From "Behind the Scenes of Motor Racing by Ken Gregory, Stirling Moss' Manager (1960, MACGIBBON & KEE)

"When he (Stirling Moss) arrived at Southampton he was met by a flood of reporters, for I had by then issued a detailed announcement that Stirling Moss was to drive an Italian Maserati for the 1954 season. When the ship docked, Stirling was besieged by pressmen, all out for the inside story for their papers. 'What do you think of the Maserati?, 'What is it like to drive the car?' 'How did it all happen?' and so on. I am afraid Stirling had to give some very evasive answers.

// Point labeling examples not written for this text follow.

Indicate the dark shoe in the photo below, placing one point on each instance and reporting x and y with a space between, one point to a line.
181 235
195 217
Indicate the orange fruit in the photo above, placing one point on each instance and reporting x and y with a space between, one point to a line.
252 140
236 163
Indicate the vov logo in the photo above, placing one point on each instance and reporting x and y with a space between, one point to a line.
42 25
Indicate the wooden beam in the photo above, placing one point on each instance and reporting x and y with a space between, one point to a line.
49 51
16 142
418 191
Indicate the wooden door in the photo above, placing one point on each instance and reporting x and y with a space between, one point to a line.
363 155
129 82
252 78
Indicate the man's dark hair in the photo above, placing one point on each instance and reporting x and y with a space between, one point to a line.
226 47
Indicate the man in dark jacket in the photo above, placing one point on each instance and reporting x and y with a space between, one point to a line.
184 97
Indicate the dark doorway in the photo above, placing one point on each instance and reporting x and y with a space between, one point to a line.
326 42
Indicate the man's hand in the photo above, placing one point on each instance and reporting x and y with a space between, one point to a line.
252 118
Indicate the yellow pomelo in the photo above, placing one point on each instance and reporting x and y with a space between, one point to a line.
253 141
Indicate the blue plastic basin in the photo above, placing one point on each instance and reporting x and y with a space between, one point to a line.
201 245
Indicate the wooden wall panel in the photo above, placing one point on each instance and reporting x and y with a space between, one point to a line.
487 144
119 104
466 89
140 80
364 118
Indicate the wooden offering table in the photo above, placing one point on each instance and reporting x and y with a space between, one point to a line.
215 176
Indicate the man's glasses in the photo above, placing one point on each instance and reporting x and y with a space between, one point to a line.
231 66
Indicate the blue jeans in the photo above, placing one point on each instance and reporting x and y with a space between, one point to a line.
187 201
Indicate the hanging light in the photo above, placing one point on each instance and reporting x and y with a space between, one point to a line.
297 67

Only when he got to London did he get the news in all its details. He was very anxious to know what colour I had specified, and what the pedal positions would be. I was able to satisfy him on both these points. When drawing up the contract with Orsi, it had been agreed that the car would be painted in Moss's particular shade of green, which we ourselves would supply; also that it would have a red band around the nose to signify that it was an Italian-built car. As to the pedals, I had insisted that the accelerator pedal be positioned on the right, and not central, as is the normal Italian practice.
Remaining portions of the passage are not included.